Stability analysis of liquid hydrogen turbopump‐seal rotor system with internal damping

The purpose of this paper is to investigate the dynamic stability of liquid hydrogen turbopump rotor system in rocket engine under the effects of seal and internal rotor damping.

The dynamic modeling of a liquid hydrogen turbopump rotor system in rocket engine is presented in this paper with the aid of the finite element technique. The mathematical model takes into account the seal hydrodynamic forces described by Muszynska model and the internal rotor damping, viscous damping, and hysteretic damping. The shooting method and Floquet theory are employed to investigate the effects of seal and internal rotor damping on the nonlinear dynamic stability of two turbopump designs, the original and the modified design with a flexible bearing support.
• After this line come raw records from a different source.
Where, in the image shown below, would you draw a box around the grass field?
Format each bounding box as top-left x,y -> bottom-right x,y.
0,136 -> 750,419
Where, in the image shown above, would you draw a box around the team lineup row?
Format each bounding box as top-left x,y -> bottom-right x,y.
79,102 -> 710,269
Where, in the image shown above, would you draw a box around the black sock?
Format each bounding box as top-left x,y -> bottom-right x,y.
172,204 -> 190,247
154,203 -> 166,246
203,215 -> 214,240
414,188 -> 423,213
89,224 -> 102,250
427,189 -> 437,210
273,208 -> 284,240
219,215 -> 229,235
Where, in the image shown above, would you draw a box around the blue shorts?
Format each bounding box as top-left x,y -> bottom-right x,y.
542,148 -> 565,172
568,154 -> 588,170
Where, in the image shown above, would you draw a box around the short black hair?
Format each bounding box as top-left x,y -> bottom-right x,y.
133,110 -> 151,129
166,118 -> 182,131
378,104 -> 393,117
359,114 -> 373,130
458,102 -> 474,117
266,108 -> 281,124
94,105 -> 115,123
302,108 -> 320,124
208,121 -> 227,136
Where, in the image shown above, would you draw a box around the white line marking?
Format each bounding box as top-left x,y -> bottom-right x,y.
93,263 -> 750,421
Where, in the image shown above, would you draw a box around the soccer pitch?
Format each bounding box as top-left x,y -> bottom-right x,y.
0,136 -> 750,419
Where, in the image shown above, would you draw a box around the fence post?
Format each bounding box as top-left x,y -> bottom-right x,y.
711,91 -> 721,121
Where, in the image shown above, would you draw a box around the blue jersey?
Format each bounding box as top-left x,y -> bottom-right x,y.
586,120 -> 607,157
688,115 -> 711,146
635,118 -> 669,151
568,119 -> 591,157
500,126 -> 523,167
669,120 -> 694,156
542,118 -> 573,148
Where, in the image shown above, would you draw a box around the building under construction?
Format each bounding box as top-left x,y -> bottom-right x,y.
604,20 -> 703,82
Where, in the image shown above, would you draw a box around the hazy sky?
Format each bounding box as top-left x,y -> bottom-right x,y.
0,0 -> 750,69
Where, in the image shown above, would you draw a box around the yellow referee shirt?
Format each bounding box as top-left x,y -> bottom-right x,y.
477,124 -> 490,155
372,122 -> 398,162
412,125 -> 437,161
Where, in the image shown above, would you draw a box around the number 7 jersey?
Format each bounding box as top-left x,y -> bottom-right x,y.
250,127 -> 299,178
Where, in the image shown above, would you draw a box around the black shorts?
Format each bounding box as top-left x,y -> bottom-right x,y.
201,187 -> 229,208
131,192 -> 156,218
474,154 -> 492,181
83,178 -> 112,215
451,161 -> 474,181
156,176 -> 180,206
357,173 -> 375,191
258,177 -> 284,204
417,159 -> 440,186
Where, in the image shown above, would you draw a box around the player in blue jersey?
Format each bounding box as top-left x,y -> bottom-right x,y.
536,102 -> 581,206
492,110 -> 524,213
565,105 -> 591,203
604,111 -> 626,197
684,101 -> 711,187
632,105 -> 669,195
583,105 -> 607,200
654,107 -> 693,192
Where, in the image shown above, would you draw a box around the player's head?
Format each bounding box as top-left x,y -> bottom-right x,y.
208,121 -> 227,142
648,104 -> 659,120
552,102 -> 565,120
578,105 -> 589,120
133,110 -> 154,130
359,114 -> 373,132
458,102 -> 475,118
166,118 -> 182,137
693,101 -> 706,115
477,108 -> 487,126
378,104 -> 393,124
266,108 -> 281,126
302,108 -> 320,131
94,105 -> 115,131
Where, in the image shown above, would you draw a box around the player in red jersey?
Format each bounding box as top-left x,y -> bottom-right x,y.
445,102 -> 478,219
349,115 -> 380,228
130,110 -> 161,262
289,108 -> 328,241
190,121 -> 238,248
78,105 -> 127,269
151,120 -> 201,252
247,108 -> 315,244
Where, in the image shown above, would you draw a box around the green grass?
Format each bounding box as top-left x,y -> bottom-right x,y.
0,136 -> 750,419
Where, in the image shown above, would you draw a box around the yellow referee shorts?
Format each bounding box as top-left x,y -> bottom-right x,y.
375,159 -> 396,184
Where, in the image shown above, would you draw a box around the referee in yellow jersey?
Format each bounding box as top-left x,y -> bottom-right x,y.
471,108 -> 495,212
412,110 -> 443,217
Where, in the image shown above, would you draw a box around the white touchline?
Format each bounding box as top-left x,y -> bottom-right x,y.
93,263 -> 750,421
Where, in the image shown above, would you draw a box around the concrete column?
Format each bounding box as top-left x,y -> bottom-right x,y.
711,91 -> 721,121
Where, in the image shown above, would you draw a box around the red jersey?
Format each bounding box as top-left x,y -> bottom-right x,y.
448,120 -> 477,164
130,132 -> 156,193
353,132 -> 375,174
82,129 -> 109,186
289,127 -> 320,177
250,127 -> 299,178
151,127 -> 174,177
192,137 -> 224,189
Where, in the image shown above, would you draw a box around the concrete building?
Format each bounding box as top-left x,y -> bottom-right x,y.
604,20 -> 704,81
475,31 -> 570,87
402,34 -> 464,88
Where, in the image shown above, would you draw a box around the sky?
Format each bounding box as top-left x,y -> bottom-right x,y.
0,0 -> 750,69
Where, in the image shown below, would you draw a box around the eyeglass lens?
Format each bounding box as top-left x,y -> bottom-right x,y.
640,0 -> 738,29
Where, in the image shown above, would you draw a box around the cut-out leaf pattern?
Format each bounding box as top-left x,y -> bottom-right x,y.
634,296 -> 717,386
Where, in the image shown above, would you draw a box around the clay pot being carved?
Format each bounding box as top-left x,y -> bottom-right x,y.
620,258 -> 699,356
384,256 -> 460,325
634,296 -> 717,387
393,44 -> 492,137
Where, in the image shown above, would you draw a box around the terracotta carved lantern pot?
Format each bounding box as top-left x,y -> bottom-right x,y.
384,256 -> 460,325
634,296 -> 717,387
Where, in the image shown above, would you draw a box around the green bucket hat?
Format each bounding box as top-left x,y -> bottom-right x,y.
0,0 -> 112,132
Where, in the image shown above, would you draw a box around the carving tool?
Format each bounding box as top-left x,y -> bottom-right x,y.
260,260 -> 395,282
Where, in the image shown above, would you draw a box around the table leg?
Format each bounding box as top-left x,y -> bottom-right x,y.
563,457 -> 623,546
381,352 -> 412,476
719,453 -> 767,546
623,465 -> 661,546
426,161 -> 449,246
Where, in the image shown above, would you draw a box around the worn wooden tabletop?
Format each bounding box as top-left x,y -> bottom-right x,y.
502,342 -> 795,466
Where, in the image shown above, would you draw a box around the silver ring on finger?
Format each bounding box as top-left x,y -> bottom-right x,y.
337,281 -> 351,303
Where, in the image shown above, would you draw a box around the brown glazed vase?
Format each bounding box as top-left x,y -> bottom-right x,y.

The numerical results, which are in good agreement with test data, show that the destabilizing effect of internal rotor damping play a key role in the original design. In the modified design, the stability margins are enhanced and the vibration response levels are minimized. The onset speed of instability increases in original design and decreases in modified design as the effects of seal nonlinearities are considered. The predicted results indicate that the seals have a great destabilizing effect in the modified design and the turbine end bearing is the most dangerous hardware in both designs. The system stability analysis shows that the effect of seal length on the system stability is significant comparing with that of seal radius.

The results can be used in the design and operation of a liquid hydrogen turbopump rotor system to improve its stability performance and eliminate its subsynchronous problem.

Since seal and internal damping are two key destabilizing factors in liquid hydrogen turbopumps and the seal nonlinearities are inevitable, the use of nonlinear theory to study their effects on nonlinear stability and dynamic performance can lead to accurate prediction and explain the nature of the subsynchronous motion.